Mereka biasa mengatakan bahwa Laurence Olivier adalah aktor yang hebat sehingga dia bisa membaca buku telepon dan membuat Anda terpesona. Tapi saya tidak yakin bahwa Laurence Olivier dapat menyampaikan pidato ini di “Anemone” dan membuat Anda ingin mendengarkannya. Daniel Day-Lewis tentu saja tidak bisa (meskipun dia, untuk satu, tampaknya menikmati dirinya sendiri).
“Anemone” mencakup beberapa pengaturan dan beberapa gambar hutan estetika yang mengerikan, tetapi film ini pada dasarnya adalah dua petugas dua di dan sekitar kabin Ray. Saudaranya, Jem (Sean Bean), telah muncul untuk terhubung kembali, dan untuk waktu yang lama keduanya duduk di sekitar tidak banyak mengatakan, menuangkan minuman dan cemberut satu sama lain, pada satu titik mengeluarkan ya mereka dengan tarian rock ‘n’ roll tengah malam, lalu merengut lagi.

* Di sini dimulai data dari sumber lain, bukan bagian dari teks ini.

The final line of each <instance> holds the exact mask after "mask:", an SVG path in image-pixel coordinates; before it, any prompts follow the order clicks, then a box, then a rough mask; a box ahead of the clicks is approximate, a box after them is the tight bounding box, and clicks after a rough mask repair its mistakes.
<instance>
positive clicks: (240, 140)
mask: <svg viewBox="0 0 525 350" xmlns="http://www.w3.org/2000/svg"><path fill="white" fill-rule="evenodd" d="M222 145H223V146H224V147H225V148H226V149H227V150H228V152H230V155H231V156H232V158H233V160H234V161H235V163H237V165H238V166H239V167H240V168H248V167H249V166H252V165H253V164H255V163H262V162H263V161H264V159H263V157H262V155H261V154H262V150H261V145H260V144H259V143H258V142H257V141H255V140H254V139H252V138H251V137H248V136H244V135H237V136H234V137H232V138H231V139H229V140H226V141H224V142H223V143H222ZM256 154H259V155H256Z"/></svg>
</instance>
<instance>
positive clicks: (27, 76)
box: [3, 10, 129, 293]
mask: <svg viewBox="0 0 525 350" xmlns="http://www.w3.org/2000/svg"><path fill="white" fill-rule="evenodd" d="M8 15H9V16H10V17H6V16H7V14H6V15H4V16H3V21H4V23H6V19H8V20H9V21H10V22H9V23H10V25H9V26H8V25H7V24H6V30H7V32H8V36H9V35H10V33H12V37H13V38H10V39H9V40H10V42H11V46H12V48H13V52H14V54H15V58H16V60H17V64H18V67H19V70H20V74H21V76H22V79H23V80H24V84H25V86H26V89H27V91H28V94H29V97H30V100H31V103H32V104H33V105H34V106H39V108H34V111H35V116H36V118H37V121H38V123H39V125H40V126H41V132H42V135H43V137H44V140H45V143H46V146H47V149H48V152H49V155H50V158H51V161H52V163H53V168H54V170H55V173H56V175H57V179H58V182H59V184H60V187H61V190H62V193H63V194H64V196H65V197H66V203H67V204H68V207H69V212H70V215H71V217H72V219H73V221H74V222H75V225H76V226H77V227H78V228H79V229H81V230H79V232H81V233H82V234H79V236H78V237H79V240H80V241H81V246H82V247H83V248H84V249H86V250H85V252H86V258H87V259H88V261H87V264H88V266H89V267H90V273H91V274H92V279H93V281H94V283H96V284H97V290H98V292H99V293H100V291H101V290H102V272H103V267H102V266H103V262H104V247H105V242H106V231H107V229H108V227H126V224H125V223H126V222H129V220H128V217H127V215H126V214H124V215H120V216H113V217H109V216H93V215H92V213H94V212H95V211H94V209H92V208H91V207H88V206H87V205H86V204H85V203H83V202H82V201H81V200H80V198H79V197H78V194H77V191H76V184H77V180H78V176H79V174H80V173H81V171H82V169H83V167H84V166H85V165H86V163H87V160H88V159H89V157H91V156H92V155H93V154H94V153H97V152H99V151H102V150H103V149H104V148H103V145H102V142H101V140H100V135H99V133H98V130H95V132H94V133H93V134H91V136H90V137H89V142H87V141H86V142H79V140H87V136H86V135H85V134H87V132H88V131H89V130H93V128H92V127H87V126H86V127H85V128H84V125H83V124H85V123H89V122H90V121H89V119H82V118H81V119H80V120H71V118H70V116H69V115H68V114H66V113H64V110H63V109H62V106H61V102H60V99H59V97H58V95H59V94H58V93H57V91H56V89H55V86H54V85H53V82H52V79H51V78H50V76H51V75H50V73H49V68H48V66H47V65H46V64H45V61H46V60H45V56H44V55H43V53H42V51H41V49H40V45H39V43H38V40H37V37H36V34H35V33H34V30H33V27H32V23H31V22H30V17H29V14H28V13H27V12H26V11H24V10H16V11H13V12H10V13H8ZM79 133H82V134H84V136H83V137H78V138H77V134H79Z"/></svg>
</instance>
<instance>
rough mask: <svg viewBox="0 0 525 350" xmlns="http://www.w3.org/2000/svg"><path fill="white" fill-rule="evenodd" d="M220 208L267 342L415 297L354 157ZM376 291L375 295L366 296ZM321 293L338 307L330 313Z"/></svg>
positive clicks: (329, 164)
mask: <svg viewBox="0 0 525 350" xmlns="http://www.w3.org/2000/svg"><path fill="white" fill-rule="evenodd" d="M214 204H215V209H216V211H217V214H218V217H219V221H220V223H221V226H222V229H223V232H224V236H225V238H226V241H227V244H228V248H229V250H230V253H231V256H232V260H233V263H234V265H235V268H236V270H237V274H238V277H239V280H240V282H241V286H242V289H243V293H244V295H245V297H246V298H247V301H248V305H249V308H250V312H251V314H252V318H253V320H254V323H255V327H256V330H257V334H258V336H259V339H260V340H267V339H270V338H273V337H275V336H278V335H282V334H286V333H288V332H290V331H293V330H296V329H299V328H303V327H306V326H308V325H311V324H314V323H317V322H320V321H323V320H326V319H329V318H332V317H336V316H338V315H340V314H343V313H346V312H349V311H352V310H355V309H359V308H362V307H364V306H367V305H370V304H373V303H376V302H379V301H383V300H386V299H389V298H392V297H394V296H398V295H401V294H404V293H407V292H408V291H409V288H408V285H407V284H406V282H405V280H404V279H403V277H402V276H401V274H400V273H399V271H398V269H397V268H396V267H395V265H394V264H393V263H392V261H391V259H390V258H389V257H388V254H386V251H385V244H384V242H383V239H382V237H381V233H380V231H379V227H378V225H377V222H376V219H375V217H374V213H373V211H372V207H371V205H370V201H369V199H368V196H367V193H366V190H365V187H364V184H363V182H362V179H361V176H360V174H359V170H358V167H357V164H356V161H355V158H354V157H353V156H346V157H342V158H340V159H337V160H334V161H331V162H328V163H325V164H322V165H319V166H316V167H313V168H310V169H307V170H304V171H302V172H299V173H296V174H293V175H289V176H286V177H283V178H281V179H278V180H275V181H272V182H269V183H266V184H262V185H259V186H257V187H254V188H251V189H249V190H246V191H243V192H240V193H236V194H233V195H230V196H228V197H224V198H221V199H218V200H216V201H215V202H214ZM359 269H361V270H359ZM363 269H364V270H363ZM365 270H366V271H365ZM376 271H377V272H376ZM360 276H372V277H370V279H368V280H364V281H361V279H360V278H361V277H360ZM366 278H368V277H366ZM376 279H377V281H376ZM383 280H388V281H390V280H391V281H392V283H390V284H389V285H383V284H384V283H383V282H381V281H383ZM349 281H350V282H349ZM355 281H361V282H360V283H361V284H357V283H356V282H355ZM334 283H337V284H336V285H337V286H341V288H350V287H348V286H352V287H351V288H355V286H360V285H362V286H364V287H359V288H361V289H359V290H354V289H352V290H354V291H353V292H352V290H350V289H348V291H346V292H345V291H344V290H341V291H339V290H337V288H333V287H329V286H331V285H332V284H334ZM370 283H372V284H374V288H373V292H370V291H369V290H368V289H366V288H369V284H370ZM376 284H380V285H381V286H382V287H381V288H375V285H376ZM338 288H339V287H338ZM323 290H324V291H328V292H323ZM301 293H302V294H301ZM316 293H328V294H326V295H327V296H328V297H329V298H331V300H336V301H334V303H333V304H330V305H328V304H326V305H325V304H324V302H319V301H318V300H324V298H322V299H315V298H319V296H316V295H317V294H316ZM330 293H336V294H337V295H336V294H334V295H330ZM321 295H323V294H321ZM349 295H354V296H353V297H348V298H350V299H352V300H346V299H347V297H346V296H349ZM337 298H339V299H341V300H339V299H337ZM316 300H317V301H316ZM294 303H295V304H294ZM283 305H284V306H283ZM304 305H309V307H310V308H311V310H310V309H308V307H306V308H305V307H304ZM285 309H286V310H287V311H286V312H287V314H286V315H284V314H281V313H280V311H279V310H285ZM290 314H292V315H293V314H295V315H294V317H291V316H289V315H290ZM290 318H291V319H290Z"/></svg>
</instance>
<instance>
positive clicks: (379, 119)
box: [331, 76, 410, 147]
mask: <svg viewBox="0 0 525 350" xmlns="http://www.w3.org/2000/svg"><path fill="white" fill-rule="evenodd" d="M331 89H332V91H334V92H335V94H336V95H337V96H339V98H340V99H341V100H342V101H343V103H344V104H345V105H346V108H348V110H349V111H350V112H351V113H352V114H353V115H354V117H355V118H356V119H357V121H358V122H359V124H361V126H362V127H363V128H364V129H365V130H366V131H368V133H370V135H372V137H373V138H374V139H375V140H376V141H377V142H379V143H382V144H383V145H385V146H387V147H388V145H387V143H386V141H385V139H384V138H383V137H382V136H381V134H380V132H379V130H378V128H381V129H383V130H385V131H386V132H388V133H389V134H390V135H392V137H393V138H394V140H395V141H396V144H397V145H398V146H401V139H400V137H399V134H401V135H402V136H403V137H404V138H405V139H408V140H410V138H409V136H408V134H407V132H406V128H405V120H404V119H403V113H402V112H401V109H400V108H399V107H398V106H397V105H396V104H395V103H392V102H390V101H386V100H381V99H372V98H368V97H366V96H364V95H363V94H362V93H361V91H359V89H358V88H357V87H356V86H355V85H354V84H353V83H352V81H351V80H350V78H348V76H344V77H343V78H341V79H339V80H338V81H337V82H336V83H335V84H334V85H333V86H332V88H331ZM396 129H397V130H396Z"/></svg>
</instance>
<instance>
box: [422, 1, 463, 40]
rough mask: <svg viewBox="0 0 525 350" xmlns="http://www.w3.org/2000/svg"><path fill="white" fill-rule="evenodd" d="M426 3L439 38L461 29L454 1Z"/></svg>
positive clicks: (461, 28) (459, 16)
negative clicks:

Day-lewis tidak harus mengingatkan kita tentang betapa briliannya aktornya (setiap kali dia berbicara, kita tergantung pada setiap kata). Namun selama karir layarnya, yang mencakup hanya 21 film, ia memberikan pertunjukan yang mengejutkan dan selama berabad -abad (“kaki kiriku,” “cahaya yang tak tertahankan,” “Ada Darah,” “Lincoln,” “The Last of the Mohicans”), dan dia juga memberikan pertunjukan yang baik -baik saja dengan cara yang baik dan tidak ada pada Mohican. Ini adalah salah satunya. Pada akhirnya, ini adalah peran yang agak resesif, dan mungkin itu karena pada tingkat tertentu-hari-lewis tidak ingin kembalinya dia menaungi film itu sendiri. Dia ingin “Anemone” menjadi semua tentang putranya, Ronan Day-Lewis yang berusia 27 tahun, yang menyutradarai film itu dan ikut menulisnya dengan ayahnya.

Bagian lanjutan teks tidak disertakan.